Smartphone running Windows Phone OS 7.5

The HTC Titan II, (stylized and marketed as uppercase HTC TITAN II; previously codenamed HTC Radiant) is a smartphone designed and manufactured by HTC Corporation running the Windows Phone OS 7.5. It is the successor to the HTC Titan.
The HTC Titan II was the first Windows Phone device with support for LTE connectivity, it is sold exclusively by AT&T carrier in the United States.

==Description==
It was announced during the International CES 2012, and released in the United States April 8, 2012, for US$199,99 on contract.

The HTC Titan II shares much resemblance with its predecessor, the HTC Titan, though it has a 16-megapixel (compared to 8) rear camera and supports LTE.

==Reception==
David Pierce of The Verge in his review wrote: "There are things to like about the Titan II, but it has two fatal flaws: an operating system that’s still a cycle behind... and the competition. If you're in the market for a smartphone, be sure Windows Phone is the OS you need. At the moment it’s still in its infancy, and well behind iOS and Android in some key areas."

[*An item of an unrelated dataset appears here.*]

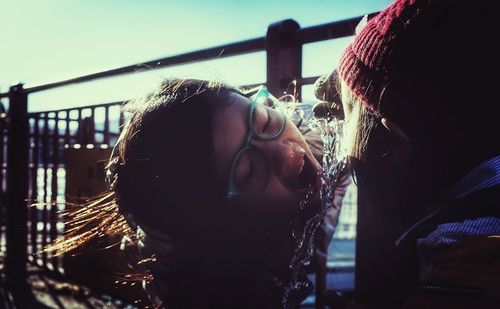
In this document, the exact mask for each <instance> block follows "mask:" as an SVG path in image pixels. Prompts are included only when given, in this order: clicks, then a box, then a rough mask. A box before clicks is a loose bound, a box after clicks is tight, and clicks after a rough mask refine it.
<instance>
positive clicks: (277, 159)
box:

Brad Molen of Engadget in his review wrote: "Overall, we have very few qualms with the HTC Titan II. Despite its clumsier design, it certainly has more to offer than its predecessor, which was already considered a great phone when it was released on AT&T a scant five months ago (six months if you count the European launch). But is there any reason to fork out $200 for a Windows Phone that has roughly the same feature set as the less expensive Nokia Lumia 900, which is getting subsidized beyond our wildest dreams? Unless you're a camera enthusiast, we think your money could be put to better use elsewhere."